Earlier today I read the phrase “get through it to get past it”.
What true words.
After my much-needed energy reset, I reactivated my dating app (without high hopes), telling myself I’d keep it active until the subscription ends in a couple weeks.
A couple of guys liked my profile and I didn’t interact. Then one guy liked my profile, and we started texting. It started out promising (as many do) and it took a nosedive into the deep end. This guy was red flag city. I completely knew I wasn’t going to date this guy, let alone ever meet him in person, but I hung in there for a little bit. I wasn’t sure why I wasn’t running for the hills. I felt bad for him a little bit I guess.
My inner me was lecturing me about how I shouldn’t feel bad for people, I need to just focus on myself. This guy asked me early on, if I’m not interested in him, if I would just give him feedback as to why not rather than ghost him. Fair enough. However, that was more than I bargained for because this guy was a giant ball of baggage. He also somewhat reminded me of me x 10 a few years ago – maybe that’s why I hung in there, because I was in his shoes once.
Some of his red flags were:
- He had an overall negative outlook on life.
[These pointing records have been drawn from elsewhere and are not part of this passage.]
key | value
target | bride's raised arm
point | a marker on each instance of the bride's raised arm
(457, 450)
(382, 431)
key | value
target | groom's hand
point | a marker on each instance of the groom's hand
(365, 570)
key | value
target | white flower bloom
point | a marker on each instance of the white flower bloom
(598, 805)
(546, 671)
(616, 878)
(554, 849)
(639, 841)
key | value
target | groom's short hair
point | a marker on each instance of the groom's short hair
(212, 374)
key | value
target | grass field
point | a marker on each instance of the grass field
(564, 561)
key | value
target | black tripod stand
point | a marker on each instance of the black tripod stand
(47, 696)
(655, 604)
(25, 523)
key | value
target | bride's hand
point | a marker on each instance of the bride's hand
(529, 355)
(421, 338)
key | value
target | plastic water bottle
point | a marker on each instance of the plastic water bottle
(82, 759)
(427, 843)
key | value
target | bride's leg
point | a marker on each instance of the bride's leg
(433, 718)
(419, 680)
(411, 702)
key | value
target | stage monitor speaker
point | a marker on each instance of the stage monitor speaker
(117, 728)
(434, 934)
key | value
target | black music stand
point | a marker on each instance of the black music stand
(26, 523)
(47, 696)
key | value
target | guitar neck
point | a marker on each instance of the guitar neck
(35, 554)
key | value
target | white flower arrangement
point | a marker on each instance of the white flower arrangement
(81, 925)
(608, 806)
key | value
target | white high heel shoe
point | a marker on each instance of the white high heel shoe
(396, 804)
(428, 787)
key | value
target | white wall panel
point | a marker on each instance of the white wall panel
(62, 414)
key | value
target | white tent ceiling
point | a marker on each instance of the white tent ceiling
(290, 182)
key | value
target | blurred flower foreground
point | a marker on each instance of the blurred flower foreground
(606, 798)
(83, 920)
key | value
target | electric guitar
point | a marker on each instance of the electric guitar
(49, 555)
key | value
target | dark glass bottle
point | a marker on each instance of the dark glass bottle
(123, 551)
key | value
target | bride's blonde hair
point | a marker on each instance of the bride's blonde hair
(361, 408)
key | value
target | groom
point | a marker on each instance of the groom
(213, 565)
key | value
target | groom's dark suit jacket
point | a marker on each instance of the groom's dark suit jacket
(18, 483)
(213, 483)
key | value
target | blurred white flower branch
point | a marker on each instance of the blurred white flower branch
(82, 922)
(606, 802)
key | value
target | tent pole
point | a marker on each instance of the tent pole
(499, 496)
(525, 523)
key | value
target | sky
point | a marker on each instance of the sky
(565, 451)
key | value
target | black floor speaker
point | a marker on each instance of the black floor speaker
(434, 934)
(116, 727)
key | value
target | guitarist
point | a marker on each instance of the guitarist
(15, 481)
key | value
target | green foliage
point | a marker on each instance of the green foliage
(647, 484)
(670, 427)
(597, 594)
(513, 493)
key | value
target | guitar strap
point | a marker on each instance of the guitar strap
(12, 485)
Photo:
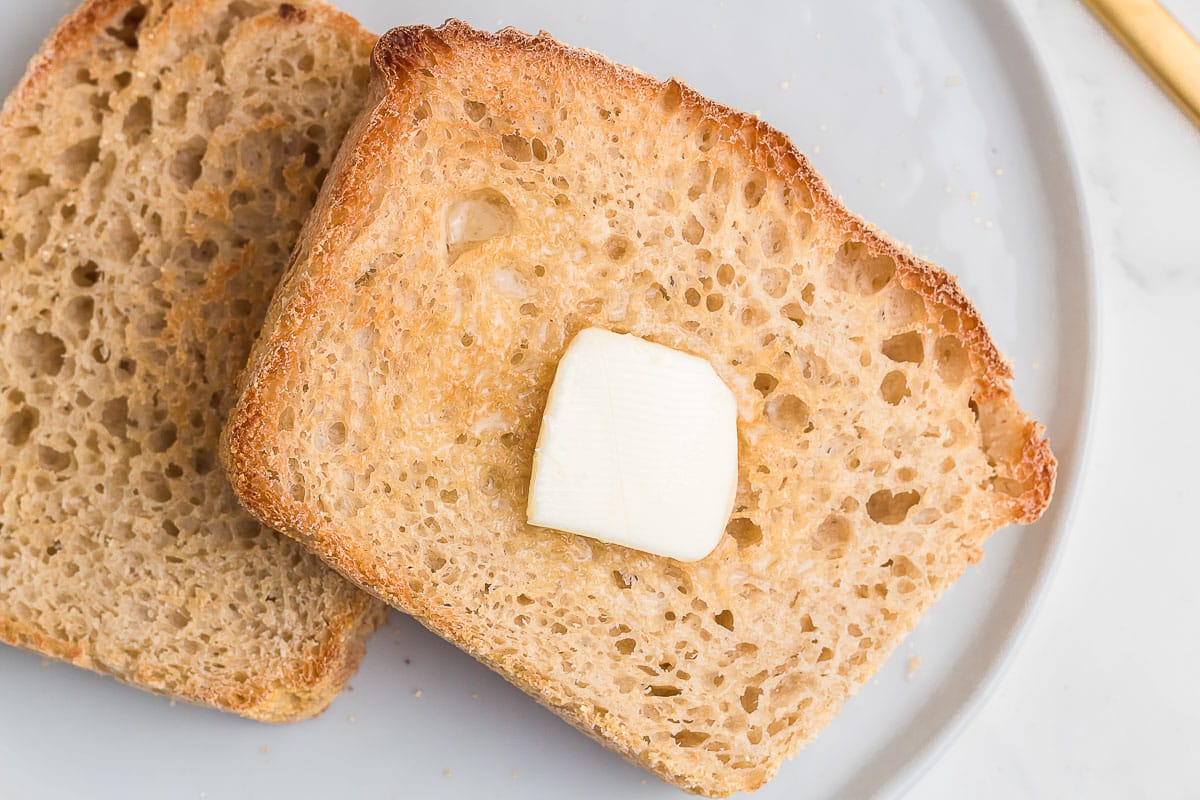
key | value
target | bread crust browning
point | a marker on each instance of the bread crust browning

- He called his ex bad names when he referred to her. (I hardly expected to read C U Next Tuesday in one of his texts, but I did, I so did).
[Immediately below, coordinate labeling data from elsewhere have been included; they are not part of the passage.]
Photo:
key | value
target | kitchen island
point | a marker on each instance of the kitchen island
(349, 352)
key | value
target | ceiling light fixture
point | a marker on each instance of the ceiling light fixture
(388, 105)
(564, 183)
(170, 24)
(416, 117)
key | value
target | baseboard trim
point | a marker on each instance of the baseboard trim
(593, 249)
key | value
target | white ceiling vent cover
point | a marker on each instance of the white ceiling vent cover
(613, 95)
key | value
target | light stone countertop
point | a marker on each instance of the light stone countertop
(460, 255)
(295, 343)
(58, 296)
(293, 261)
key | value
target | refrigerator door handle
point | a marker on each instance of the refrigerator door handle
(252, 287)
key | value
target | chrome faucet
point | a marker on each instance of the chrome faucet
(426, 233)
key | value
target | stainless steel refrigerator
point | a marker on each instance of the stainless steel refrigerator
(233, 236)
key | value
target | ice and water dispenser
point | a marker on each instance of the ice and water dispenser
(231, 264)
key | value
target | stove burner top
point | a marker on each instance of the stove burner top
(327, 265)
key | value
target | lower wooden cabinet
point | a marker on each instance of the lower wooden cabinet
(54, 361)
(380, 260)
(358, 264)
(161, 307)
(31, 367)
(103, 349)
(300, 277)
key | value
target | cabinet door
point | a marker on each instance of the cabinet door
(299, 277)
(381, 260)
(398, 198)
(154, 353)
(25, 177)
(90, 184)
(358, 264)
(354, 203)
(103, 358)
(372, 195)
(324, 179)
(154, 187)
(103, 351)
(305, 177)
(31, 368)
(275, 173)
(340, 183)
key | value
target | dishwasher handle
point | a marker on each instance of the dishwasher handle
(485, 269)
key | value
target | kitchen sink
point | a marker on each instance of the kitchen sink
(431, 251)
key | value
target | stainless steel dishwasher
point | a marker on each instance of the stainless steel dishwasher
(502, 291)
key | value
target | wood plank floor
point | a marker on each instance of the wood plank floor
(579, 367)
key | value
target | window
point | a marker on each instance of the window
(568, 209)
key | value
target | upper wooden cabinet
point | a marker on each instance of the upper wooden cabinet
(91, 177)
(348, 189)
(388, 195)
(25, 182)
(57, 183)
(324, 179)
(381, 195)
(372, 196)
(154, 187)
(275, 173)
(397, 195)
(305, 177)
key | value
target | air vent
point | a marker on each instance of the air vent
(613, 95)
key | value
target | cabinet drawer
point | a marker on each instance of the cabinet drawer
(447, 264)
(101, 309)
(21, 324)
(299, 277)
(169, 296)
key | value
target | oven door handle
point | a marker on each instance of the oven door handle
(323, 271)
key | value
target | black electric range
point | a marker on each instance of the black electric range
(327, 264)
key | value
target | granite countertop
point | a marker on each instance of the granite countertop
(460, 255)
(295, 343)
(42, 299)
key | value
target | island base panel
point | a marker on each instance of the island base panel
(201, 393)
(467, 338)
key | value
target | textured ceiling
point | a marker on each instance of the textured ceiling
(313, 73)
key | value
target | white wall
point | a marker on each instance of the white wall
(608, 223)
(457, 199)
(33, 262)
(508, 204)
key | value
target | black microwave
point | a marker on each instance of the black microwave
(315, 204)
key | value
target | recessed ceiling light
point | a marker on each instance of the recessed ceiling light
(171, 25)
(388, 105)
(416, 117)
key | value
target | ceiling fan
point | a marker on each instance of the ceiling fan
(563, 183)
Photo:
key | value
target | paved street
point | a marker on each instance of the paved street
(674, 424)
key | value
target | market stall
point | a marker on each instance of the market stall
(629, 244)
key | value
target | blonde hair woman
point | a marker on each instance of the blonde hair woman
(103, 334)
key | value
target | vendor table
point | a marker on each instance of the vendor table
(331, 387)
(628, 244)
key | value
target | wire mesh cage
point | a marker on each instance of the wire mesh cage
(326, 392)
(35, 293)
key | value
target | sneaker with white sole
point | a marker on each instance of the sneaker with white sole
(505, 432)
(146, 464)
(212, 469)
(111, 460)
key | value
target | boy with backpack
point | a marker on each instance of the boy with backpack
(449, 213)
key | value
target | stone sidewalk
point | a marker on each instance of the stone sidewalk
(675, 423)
- He didn’t socialize. I asked if he was anti-social or what – he said he didn’t care for people, they exhausted him.
- He never left his home to shop or go to dinner or anything.
- He didn’t know how to cook.
- He didn’t work out.
- He said he was broke (because of his ex) and that he lived in a cheap apartment with an old car.
- He has cats (I’m very allergic to cats).
There wasn’t a glimmer of hope with this guy.
Women usually want some form of safety, security, and/or fun. He was none of those things. It’s not like he was just bad for me, I don’t think he’d be good for any healthy woman right now.
I felt like I owed him a constructive response, but man it was tempting to ghost him. It took me awhile to craft something that was direct yet easy to digest. I didn’t want to damage the guy further, but he needed some real honestly or he’d destined to hermit in his cheap apartment for the rest of his angry life.
He thanked me for the honest response and offered to stay in touch as friends. I said sure. He said he’d been single for 5 years and he thought that would be enough time for him to heal. I had the phrase in mind that I saw earlier, “get through it to get past it”, as I gave him the feedback. I didn’t use those exact words, but was hoping he understood he was trying to skip the “getting through it” part. He was hiding instead. If I hear from him down the road, I hope he finds a little self love. Maybe at least learns how to cook something.
I deactivated my dating app again – I can’t seem to make it to the end of this subscription. I’m glad I made a new texting friend, but the holidays are coming. Holidays and dating sound like a brutal combination. I think I will make it just fine, it’s the guys that come through that I’m worried about. I’m still “getting through it” myself some days, but things get clearer everyday and I feel more past my old crap than I ever have. I think I’ll finish out this year enjoying each day as it comes. I have some Christmas cheer to spread damnit.